Double Integral 4x^3 dA: Evaluating Region Bounded by y=(x-1)^2 and y=-x+3

[Math10]

Homework Statement

Evaluate the double integral 4x^3 dA, where R is the region bounded by the graphs of y=(x-1)^2 and y= -x+3.

Homework Equations

None.

The Attempt at a Solution

The answer in the book is 72/5. But I got 45 as the answer.
Here's my work:
(x-1)^2= -x+3
x^2-2x+1= -x+3
x=2, -1
y=1, 4.
double integral of 4x^3 dx dy from -1 to 2 for dx and from 1 to 4 for dy
integral of x^4 (evaluate from -1 to 2) dy from 1 to 4 for dy
=45
Is my answer correct or the book's answer is right?

 

[Mark44]

Homework Statement

Evaluate the double integral 4x^3 dA, where R is the region bounded by the graphs of y=(x-1)^2 and y= -x+3.

Homework Equations

None.

The Attempt at a Solution

The answer in the book is 72/5. But I got 45 as the answer.
Here's my work:
(x-1)^2= -x+3
x^2-2x+1= -x+3
x=2, -1
y=1, 4.
double integral of 4x^3 dx dy from -1 to 2 for dx and from 1 to 4 for dy

No. The y values run from the parabola up to the line. They do not run from 1 to 4.

integral of x^4 (evaluate from -1 to 2) dy from 1 to 4 for dy
=45
Is my answer correct or the book's answer is right?

For sure your answer is incorrect.

 

[Math10]

So how do I find the limits of integration for y?

 

[Mark44]

R is the region bounded by the graphs of y=(x-1)^2 and y= -x+3.

You get the limits from these equations. Did you draw a picture of this region?
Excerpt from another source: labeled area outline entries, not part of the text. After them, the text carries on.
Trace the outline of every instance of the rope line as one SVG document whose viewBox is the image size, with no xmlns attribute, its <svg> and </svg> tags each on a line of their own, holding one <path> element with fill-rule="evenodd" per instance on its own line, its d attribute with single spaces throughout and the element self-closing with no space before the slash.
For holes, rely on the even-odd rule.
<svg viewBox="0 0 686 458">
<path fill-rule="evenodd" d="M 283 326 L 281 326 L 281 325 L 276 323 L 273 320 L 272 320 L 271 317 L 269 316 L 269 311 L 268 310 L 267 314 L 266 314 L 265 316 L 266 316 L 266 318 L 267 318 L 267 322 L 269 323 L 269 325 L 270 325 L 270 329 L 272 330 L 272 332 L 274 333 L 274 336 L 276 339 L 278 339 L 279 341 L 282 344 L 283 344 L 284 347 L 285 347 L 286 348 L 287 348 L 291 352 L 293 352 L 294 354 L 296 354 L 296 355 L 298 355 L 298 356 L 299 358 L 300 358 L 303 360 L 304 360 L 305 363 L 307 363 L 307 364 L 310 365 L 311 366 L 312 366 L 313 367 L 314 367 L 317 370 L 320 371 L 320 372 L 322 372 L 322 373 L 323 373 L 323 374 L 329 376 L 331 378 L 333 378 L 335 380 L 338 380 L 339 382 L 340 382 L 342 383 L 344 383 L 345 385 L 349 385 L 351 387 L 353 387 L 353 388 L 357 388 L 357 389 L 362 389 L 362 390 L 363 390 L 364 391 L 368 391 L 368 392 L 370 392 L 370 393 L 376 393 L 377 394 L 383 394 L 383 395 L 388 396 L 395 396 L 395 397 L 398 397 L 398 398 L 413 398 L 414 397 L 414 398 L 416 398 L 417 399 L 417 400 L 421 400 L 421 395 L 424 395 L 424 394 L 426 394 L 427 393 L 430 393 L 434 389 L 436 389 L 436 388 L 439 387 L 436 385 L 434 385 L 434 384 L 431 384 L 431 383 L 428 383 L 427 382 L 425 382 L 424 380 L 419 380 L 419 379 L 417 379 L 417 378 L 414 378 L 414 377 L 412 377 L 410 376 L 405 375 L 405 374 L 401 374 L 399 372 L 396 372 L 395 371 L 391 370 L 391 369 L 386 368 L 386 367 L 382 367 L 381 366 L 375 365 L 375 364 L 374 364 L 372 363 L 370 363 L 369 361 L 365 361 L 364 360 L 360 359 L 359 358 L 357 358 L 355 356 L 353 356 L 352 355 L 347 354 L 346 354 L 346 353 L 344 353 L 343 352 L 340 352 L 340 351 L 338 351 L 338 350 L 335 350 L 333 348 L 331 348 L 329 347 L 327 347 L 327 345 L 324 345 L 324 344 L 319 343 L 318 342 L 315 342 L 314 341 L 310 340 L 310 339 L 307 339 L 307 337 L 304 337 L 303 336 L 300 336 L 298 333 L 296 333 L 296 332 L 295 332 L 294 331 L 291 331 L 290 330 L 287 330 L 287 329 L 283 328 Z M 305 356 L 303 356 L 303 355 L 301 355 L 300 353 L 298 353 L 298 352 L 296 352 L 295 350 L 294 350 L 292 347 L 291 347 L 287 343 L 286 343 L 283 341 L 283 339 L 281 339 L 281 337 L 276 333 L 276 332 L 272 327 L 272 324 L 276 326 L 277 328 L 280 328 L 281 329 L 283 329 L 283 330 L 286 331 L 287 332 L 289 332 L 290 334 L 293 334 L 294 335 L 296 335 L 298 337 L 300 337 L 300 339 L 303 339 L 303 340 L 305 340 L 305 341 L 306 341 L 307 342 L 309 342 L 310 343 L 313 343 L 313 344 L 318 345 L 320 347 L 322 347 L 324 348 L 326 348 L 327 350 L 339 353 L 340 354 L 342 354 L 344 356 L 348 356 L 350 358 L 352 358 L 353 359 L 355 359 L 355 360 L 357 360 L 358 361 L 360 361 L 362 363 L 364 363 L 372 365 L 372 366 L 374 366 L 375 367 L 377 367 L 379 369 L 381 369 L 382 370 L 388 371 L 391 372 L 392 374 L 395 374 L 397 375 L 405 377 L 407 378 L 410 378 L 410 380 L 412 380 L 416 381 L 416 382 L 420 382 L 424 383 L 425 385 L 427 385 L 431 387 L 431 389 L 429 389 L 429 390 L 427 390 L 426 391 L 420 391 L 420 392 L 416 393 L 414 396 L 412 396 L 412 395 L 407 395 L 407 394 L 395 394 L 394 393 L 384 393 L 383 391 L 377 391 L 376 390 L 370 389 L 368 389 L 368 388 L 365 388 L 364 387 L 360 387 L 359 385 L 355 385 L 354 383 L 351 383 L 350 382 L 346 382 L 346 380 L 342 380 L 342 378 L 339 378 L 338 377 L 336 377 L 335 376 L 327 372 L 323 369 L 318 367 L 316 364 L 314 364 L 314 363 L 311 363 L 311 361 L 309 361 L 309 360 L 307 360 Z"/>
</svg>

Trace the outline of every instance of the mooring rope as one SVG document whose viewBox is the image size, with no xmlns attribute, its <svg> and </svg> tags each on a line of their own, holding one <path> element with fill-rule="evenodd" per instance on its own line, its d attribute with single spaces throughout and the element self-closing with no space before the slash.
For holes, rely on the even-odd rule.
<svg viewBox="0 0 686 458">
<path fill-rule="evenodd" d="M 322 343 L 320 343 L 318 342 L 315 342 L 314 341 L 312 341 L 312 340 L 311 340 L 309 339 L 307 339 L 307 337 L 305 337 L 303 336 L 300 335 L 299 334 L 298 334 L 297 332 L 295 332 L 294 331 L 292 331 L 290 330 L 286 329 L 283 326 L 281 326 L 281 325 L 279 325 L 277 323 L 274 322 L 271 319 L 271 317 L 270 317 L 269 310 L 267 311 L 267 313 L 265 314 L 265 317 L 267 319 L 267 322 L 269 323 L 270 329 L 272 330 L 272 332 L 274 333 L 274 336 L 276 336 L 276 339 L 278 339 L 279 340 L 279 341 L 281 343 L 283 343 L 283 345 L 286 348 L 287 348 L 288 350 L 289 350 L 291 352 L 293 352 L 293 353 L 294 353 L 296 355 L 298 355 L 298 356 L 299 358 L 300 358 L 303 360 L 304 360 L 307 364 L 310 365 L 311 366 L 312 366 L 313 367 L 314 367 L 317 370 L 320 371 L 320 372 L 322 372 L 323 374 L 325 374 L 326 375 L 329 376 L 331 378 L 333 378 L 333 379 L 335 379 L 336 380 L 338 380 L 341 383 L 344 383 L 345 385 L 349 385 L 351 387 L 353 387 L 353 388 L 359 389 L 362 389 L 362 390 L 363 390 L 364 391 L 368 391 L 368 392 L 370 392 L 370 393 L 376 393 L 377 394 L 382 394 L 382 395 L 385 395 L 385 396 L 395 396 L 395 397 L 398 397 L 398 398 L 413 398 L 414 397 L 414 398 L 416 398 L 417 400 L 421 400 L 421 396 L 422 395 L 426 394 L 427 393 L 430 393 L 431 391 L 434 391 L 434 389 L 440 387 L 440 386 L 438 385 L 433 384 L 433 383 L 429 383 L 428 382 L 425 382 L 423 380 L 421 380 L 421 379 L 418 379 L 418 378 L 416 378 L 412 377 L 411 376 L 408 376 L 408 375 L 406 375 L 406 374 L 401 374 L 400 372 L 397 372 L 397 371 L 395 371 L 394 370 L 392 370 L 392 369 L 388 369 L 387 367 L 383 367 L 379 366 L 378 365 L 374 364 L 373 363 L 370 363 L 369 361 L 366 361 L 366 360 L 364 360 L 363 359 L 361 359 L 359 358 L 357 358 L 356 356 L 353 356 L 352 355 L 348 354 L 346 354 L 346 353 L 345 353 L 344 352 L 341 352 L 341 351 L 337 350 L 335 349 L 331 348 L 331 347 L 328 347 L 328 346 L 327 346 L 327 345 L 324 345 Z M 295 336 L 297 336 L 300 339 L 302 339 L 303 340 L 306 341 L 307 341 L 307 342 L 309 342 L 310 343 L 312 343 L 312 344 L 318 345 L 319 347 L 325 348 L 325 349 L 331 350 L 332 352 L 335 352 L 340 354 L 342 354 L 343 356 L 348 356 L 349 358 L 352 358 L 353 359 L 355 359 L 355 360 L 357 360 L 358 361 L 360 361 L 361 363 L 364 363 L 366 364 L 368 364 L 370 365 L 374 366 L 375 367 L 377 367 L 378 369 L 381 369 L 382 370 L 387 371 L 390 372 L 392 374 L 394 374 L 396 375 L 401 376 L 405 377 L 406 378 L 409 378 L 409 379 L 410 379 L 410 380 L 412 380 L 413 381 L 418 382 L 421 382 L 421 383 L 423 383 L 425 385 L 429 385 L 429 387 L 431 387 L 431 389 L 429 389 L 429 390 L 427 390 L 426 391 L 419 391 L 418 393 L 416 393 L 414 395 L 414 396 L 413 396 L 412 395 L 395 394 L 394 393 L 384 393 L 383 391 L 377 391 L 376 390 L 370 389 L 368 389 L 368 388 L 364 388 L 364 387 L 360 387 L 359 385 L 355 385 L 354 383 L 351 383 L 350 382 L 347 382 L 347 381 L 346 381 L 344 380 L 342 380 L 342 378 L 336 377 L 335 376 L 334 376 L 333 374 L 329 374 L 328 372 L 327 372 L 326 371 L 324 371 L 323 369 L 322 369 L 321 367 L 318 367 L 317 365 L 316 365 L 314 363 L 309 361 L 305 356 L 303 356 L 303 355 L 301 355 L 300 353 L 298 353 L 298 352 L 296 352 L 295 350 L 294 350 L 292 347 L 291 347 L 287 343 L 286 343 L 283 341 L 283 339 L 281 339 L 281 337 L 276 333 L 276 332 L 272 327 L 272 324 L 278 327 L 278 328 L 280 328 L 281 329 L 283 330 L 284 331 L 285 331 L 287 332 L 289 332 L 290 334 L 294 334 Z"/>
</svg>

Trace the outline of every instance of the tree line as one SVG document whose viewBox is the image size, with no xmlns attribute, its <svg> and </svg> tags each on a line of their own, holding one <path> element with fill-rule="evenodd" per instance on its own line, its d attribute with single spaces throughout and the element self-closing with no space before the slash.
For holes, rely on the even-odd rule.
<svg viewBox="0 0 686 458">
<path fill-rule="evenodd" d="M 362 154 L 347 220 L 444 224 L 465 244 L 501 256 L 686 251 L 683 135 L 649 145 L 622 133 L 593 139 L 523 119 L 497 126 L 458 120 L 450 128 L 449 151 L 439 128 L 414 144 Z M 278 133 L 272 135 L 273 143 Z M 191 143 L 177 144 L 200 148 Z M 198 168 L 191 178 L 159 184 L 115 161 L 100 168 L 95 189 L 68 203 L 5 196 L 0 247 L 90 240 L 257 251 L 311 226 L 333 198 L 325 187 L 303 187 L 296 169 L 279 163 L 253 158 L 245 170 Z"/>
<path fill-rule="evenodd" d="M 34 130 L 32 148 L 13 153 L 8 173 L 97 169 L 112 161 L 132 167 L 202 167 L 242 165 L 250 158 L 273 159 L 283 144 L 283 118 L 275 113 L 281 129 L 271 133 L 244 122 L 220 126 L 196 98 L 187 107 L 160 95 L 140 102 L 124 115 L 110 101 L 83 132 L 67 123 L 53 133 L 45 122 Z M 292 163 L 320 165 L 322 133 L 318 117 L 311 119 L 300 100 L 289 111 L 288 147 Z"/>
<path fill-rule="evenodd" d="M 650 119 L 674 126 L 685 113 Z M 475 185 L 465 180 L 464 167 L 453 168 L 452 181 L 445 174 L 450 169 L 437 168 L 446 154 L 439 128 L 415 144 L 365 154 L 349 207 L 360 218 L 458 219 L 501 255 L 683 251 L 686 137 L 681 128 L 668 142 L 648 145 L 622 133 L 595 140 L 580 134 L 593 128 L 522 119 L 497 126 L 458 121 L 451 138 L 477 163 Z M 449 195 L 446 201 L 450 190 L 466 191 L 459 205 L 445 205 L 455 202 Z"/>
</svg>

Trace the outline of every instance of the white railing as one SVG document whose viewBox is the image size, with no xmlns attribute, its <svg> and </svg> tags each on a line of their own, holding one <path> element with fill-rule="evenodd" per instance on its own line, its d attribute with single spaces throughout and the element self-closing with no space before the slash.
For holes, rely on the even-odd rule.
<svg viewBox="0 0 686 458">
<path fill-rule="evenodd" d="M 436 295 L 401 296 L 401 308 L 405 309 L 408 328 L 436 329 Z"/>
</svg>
Also, I got 72/5 as my answer, same as your book.

 

[Math10]

Since it's a double integral, the x is from -1 to 2 for dx. What about y?

 

[O_o]

You can see easily what the region is by plotting your boundary functions here:

http://www.mathsisfun.com/data/function-grapher.php

When x is between -1 and 2, what is the upper and lower bound of y? You can get it just by looking at the graph

 

[Math10]

I still don't get it. What are the limits of integration for y?

 

[O_o]

When x is between -1 and 2 one of the functions is lower than the other. When you plot them can you see which it is? That is the lower bound. And the upper bound is the function that is higher.

The upper and lower bound varies with x. That's why you can't just use constants...you need to write the bounds in terms of functions. Try watching these 2 videos:

https://www.khanacademy.org/math/mu...tegrals/double_integrals/v/double-integrals-5

https://www.khanacademy.org/math/mu...tegrals/double_integrals/v/double-integrals-6

 

[Mark44]

I still don't get it. What are the limits of integration for y?

I asked before, but you didn't respond. Did you sketch a graph of the region over which you're integrating?

 

[Math10]

You know what? I got it.